Yoksa bir yel mi esti Kâzime yönünden;
Yoksa Eden Dağı’nın üstünde, kapkaranlık gecede
Şimşek mi çaktı?..
Gözlerine ne oldu ki, “dur ağlama” desen çoşar ırmak olur;
Ya kalbine ne dersin, “yetiş huzur” dedikçe artar acısı gamı..
Aşk gizli kalır mı kimseden, niçin aldatır kendini insan?
Gönül yanıp dururken, gözden akarken çeşme gibi gözyaşı..
Aşk olmasaydı döker miydin gözyaşını böyle taze toprağa?..
Gözün uykudan kaçar mıydı, andığında Ban Ağacını, Alem Dağını..
Âşık inkar etse ne çıkar, gerçek şahitler var:
Yaşa batık gözler, sararmış yüz, zayıf ten ve göz çukurları…
Aşktan değil de neden bu peki, bir yanağında kırmızı gül;
Bir yanağında sarı gül döküntüsü, izi;
Kızılırmak, Yeşilırmak yatağı..
Evet, yârin hayali gelip beni birden uyandırdı;
Sevgi, zaten gelir gamlarla, mahveder vücut hazlarını..

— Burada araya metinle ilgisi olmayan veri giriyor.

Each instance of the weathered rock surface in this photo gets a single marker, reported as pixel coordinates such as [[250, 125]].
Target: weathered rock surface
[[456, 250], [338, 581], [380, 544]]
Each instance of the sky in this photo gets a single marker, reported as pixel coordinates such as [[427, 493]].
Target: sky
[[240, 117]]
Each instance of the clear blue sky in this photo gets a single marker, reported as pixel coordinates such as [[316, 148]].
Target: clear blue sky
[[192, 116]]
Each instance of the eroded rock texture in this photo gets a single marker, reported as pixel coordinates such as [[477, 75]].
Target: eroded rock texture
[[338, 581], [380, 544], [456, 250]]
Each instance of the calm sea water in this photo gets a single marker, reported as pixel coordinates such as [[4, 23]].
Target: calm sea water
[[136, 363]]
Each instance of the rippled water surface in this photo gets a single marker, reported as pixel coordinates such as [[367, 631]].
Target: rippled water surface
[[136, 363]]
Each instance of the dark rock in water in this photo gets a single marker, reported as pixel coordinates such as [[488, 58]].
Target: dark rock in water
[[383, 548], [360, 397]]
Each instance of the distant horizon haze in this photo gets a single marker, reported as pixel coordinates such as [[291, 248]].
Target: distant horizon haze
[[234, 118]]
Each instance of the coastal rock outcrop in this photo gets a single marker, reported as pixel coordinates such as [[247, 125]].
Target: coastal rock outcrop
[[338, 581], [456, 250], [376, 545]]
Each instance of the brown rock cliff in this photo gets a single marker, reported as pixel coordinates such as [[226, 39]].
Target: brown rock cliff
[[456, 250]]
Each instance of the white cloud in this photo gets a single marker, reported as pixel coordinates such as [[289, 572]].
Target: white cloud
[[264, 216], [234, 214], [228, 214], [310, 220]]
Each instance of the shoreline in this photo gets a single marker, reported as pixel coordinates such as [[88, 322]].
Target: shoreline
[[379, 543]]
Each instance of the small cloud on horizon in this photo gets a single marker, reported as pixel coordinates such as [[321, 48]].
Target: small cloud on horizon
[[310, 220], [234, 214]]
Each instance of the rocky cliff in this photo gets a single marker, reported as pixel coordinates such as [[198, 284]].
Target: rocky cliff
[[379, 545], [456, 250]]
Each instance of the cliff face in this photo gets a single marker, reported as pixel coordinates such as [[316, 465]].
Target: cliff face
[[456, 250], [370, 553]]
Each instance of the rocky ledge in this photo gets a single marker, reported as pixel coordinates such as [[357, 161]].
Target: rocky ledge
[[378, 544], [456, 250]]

Aşkım sebebiyle bana dil uzatan, utanır mıydın ki bilseydin,
Yanık aşklarıyla meşhur Özr oymağı gençlerinden daha mazurum, beterim hakçası…

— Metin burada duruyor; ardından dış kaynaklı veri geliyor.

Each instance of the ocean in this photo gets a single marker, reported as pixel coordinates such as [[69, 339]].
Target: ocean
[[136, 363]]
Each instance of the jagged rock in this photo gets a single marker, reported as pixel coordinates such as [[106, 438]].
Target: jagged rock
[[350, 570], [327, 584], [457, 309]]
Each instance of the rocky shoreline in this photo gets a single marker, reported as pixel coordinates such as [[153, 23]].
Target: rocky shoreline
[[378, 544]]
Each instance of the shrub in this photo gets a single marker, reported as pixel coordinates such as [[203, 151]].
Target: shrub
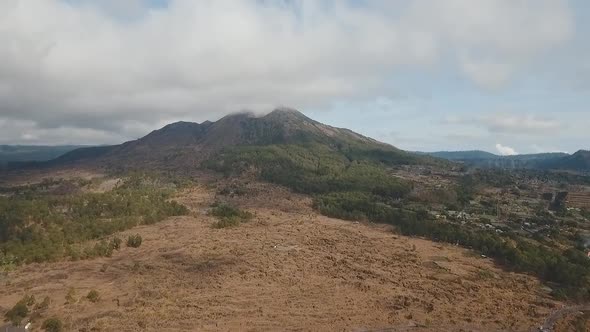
[[93, 296], [17, 313], [52, 325], [134, 241], [43, 305], [228, 215]]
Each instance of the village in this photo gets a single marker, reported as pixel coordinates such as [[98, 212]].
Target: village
[[541, 209]]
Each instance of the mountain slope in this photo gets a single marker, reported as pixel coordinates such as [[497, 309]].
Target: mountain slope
[[463, 155], [184, 145], [25, 153], [557, 160], [579, 161]]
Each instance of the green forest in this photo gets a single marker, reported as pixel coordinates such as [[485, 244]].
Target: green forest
[[36, 226], [357, 185]]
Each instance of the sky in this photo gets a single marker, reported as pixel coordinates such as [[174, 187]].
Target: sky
[[505, 76]]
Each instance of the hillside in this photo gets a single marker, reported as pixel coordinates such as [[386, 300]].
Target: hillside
[[556, 160], [24, 153], [183, 146], [463, 155], [579, 161]]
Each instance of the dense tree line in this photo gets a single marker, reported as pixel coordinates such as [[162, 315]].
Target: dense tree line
[[569, 268], [37, 227], [312, 169]]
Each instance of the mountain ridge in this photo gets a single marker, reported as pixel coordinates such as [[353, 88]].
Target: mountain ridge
[[188, 144]]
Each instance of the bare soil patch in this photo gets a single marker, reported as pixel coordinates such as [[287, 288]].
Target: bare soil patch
[[288, 269]]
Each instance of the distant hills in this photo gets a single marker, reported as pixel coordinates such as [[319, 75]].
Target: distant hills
[[579, 161], [241, 140]]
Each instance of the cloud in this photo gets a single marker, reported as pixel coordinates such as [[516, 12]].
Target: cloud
[[505, 150], [100, 67]]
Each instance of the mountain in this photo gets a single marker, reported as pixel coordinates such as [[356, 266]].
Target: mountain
[[187, 145], [24, 153], [477, 158]]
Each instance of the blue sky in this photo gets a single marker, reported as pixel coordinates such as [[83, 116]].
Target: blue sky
[[506, 76]]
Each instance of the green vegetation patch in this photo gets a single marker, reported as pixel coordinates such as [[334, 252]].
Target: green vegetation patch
[[228, 215]]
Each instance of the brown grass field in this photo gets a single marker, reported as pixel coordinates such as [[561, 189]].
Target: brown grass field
[[288, 269]]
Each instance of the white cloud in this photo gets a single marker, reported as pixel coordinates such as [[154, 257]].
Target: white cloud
[[505, 150], [100, 67]]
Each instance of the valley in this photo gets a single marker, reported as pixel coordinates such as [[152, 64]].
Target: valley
[[279, 222], [286, 269]]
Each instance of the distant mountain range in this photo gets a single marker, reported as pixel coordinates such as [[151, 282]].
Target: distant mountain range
[[24, 153], [579, 161], [188, 145]]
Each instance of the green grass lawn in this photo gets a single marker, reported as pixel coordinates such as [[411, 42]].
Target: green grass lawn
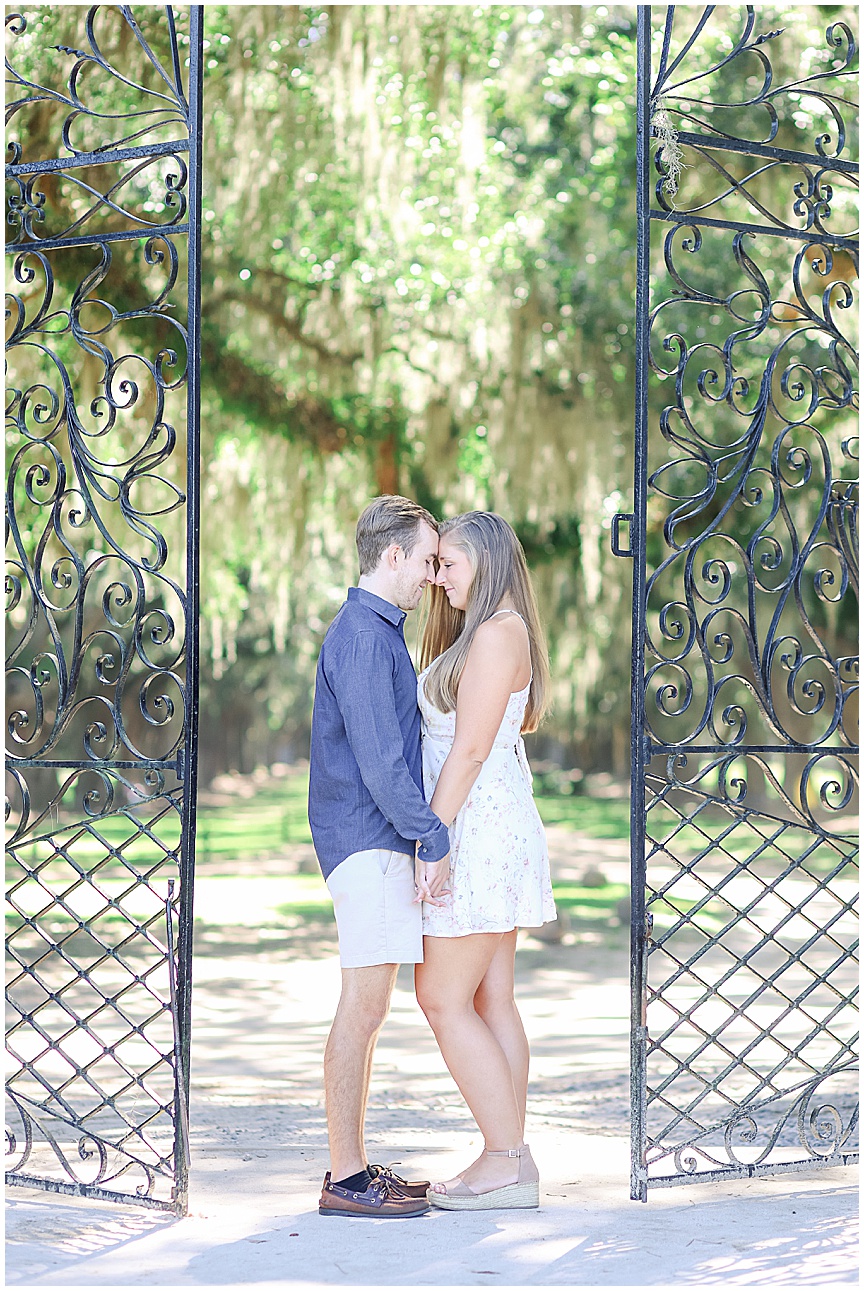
[[277, 815]]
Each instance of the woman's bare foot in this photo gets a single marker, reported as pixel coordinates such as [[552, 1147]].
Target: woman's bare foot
[[484, 1174]]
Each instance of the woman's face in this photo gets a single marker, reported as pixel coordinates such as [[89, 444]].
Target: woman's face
[[455, 573]]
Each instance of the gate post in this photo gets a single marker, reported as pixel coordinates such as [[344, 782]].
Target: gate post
[[638, 1028]]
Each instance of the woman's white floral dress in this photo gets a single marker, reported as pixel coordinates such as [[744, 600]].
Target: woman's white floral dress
[[499, 857]]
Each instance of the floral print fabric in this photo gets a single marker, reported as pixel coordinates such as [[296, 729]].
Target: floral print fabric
[[499, 857]]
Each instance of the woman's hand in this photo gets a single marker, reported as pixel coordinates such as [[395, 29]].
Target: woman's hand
[[430, 881]]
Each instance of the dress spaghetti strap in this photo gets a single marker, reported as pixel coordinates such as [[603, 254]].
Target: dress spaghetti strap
[[526, 628], [505, 612]]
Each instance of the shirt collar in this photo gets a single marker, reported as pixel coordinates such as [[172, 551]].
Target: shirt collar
[[382, 607]]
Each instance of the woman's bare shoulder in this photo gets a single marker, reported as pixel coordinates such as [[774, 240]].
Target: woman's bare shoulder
[[503, 637]]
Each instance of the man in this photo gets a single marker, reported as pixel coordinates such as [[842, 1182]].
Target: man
[[368, 816]]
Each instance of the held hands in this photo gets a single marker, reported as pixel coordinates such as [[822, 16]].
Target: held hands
[[430, 881]]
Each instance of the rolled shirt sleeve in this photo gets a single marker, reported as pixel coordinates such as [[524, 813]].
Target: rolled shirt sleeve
[[362, 682]]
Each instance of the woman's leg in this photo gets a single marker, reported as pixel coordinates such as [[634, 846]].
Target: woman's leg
[[447, 983], [495, 1003]]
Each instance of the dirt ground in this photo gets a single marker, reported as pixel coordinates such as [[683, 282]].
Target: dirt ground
[[261, 1014]]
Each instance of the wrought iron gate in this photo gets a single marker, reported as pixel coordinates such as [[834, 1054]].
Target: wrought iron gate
[[103, 202], [745, 580]]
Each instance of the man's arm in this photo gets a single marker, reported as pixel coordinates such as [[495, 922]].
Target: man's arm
[[360, 677]]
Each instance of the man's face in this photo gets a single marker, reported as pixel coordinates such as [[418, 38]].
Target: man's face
[[416, 569]]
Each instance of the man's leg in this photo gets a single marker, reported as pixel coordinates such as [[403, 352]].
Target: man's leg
[[348, 1061]]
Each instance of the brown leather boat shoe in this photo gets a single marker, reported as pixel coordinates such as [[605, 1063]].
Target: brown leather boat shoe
[[380, 1201], [408, 1189]]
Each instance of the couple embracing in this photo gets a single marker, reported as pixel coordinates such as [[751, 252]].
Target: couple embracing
[[424, 823]]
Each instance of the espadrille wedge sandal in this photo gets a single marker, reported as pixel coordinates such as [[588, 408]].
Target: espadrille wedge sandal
[[524, 1194]]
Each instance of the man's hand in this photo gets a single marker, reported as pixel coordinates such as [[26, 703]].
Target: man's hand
[[430, 881]]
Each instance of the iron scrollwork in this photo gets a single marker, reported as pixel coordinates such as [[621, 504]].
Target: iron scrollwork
[[744, 628], [103, 193]]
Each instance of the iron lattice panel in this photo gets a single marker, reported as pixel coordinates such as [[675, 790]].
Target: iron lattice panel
[[102, 342], [745, 603], [92, 1033], [752, 975]]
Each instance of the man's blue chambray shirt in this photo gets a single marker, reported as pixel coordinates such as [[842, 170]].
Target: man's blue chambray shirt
[[366, 767]]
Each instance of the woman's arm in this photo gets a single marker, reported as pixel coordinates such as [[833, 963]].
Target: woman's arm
[[497, 657]]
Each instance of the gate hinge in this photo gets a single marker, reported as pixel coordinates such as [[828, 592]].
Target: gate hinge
[[616, 533]]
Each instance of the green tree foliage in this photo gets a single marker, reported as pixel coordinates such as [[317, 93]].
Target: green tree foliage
[[419, 275]]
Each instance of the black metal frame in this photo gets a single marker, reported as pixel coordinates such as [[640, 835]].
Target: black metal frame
[[741, 711], [101, 980]]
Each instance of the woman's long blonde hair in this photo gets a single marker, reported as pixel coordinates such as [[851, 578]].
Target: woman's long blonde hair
[[500, 569]]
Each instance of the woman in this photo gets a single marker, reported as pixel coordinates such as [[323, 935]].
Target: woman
[[483, 683]]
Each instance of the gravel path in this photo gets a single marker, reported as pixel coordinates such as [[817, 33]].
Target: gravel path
[[261, 1014]]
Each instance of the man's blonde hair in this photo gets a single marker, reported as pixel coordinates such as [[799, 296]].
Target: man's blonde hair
[[389, 520]]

Gizlenir gibi değil ki bu sır, işte sen de öğrendin;
Şimdi, de diyeceğini, kat by derde bir dert de sen..
Zaten yok sonu yok başı..
Öğüdünü esirgemedin sağol benden ama;
Tutamadım onları, çünkü tutuktur zaten sevenin kulakları..
Yaşlı adama, ağarmış saça, utanmadan; “yalan söylüyorsun” dedim..
Nasıl inkâr, itham edilebilir oysa, ağaran saçın beyazlığı?..
Günaha batık nefs, öğüt mü dinler!
Kendi karanlığına gömülmüş ak saç, nasıl ışıtsın bu karanlığı?..
Güzel fiillerle bir şölen hazırlayamadı nefsim;
Misafirse sessiz, ihtişamsız apak çıkageldi, karşılayan bile olmadı..
Bilseydim ki, yok bende bir karşılama gücü bile,
Siyaha boyadığım bir panonun ardına saklardım kendimi ve bu sırrı..
Kim çeker benim nefsimi bu hoyratlık alanından?..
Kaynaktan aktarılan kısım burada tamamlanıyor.